Mittwoch, 21. Januar 2015

Tabaksteuerschwindel: Feinschnitt mit falschen Zahlen

Jubelgeschrei aus dem Finanzministerium, Jubelgeschrei auch bei den Leitmedien. „Raucher in Deutschland haben 2014 so wenige Zigaretten gekauft wie noch nie seit der Wiedervereinigung, der Staat nahm aber trotzdem mehr Geld damit ein“, freut sich der „Focus“. Das zeige, „die höhere Tabaksteuer für Zigaretten und Feinschnitt greift also“.

Und wie! Die im vergangenen Jahr in Deutschland versteuerten Zigaretten spülten rund 12,3 Milliarden Euro in die Staatskasse, wie das Statistische Bundesamt am Montag mitteilte, 100 Millionen Euro mehr als im Jahr zuvor. Das ist umso erstaunlicher, als das Statistische Bundesamt für 2013 einst nicht die vom „Focus“ genannten 12,2 Milliarden Euro Einnahmen aus der Tabaksteuer vermeldet hatte, sondern 13,8 Milliarden.

„Mehr Geld eingenommen“ hat der Finanzminister, der die Tabaksteuer auch im Januar 2014 wieder erhöht hatte, um Raucher abzuschrecken und die Einnahmen zu erhöhen, also nur, wenn er die richtigen neuen Zahlen mit den falschen alten vergleicht, wie das der Focus tut.

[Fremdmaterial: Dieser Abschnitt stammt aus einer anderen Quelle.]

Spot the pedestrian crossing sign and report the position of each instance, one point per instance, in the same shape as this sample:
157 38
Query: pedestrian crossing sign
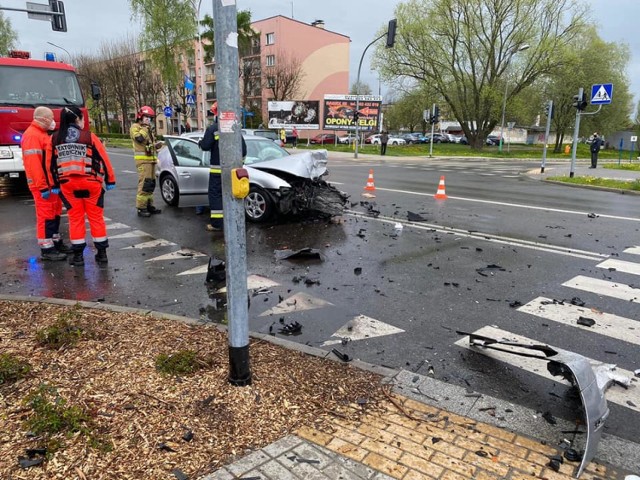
601 93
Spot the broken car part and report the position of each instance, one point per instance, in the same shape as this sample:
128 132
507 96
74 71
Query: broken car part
590 381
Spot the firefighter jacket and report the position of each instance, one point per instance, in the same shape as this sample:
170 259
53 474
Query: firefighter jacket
82 154
144 143
36 153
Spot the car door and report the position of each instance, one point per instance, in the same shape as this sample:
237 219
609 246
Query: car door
192 170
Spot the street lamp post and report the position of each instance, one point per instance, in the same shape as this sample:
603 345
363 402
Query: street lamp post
520 48
61 48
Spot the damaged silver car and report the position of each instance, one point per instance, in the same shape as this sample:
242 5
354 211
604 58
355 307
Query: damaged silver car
280 183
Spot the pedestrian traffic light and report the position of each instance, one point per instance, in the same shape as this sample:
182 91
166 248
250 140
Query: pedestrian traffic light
580 103
391 33
58 22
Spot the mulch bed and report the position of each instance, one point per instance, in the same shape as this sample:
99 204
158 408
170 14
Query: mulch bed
150 424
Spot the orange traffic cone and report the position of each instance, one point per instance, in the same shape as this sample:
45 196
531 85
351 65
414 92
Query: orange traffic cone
370 187
440 193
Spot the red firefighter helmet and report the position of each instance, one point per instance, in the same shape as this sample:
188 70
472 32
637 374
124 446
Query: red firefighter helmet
145 112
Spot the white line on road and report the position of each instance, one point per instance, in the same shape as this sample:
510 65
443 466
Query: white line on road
615 393
487 237
603 287
609 325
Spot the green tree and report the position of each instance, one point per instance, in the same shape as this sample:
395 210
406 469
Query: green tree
168 30
8 36
468 49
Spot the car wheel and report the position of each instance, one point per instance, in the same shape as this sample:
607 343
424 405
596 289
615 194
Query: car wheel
258 205
169 190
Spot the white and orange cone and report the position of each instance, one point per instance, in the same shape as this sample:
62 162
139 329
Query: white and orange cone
440 194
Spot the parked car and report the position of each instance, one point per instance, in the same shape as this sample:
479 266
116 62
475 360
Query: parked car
279 183
323 138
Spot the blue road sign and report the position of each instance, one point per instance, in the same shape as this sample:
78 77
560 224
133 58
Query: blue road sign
601 93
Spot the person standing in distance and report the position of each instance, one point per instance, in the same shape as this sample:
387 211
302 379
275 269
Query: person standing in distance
36 153
145 148
596 144
209 143
79 168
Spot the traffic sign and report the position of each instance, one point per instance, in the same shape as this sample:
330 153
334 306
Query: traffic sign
601 93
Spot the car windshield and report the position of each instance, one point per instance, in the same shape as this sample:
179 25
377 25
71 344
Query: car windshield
39 86
262 150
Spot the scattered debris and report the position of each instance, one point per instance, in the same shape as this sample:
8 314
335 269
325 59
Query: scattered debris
303 253
587 322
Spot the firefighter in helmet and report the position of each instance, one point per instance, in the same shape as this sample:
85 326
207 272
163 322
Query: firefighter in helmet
145 148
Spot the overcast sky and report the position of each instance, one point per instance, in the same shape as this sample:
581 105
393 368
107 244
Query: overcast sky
91 22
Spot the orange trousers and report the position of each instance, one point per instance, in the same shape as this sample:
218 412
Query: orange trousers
84 196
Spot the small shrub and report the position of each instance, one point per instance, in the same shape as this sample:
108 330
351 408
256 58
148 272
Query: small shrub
179 363
12 368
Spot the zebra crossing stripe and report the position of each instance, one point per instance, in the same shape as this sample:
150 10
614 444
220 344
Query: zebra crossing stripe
609 325
604 287
297 303
621 266
628 398
182 254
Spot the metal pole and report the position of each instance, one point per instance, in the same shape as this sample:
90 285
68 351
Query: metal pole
226 65
358 88
546 136
576 132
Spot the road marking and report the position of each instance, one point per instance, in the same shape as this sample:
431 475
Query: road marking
182 254
361 328
487 237
609 325
615 393
297 303
150 244
132 234
621 266
603 287
516 205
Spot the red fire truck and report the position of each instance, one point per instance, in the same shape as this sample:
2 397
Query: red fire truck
24 85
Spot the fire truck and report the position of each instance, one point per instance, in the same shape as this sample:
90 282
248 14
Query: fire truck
26 84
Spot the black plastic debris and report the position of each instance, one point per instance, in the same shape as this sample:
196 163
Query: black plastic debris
291 328
587 322
306 253
342 356
415 217
179 474
216 270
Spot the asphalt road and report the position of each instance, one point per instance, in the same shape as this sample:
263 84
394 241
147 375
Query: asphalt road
483 257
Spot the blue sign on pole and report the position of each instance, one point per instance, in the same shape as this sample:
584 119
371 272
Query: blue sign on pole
601 93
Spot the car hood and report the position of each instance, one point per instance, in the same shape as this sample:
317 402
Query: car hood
311 164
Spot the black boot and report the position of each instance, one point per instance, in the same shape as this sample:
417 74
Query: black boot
52 255
77 260
101 256
62 248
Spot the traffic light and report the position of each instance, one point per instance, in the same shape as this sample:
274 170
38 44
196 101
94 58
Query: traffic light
391 33
580 103
58 22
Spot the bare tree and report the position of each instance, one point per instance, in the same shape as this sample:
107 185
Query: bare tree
284 78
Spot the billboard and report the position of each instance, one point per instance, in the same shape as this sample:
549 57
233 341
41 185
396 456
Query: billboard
302 114
339 110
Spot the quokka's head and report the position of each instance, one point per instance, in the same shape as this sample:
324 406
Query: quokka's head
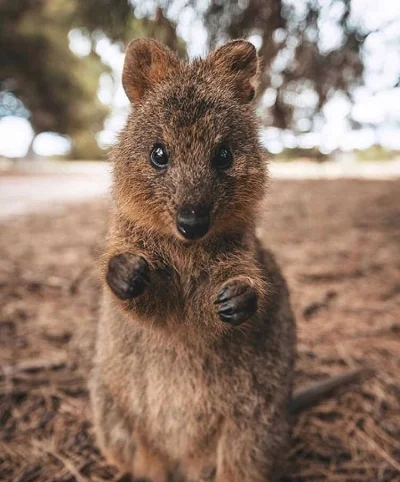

Langfristig hingegen ist der Versuch, Erziehungsarbeit für Erwachsene mit der Steuerschraube durchzuziehen, eine Pleite in allen Belangen. Auch die einst von einem heute längst vergessenen Finanzminister namens Hans Eichel erwarteten "Mehreinnahmen in Milliardenhöhe" sind die Fantasie geblieben, die sie immer waren.

Die Tabaksteuer, anfangs zur Finanzierung von Maßnahmen zur Terrorabwehr, später zur Rettung der Krankenkassen, zur Finanzierung von Steuervereinfachungen, zur Entlastung energieintensiver Betriebe von der Ökosteuer und zur Erhöhung der durch die Steuererhöhungen fortlaufend rückläufigen Tabaksteuereinnahmen in insgesamt 14 Stufen erhöht, hat 2014 die niedrigsten Einnahmen seit 2001 erbracht – trotz einer Erhöhung des Steueranteils auf mittlerweile rund 75 Prozent des Kaufpreises.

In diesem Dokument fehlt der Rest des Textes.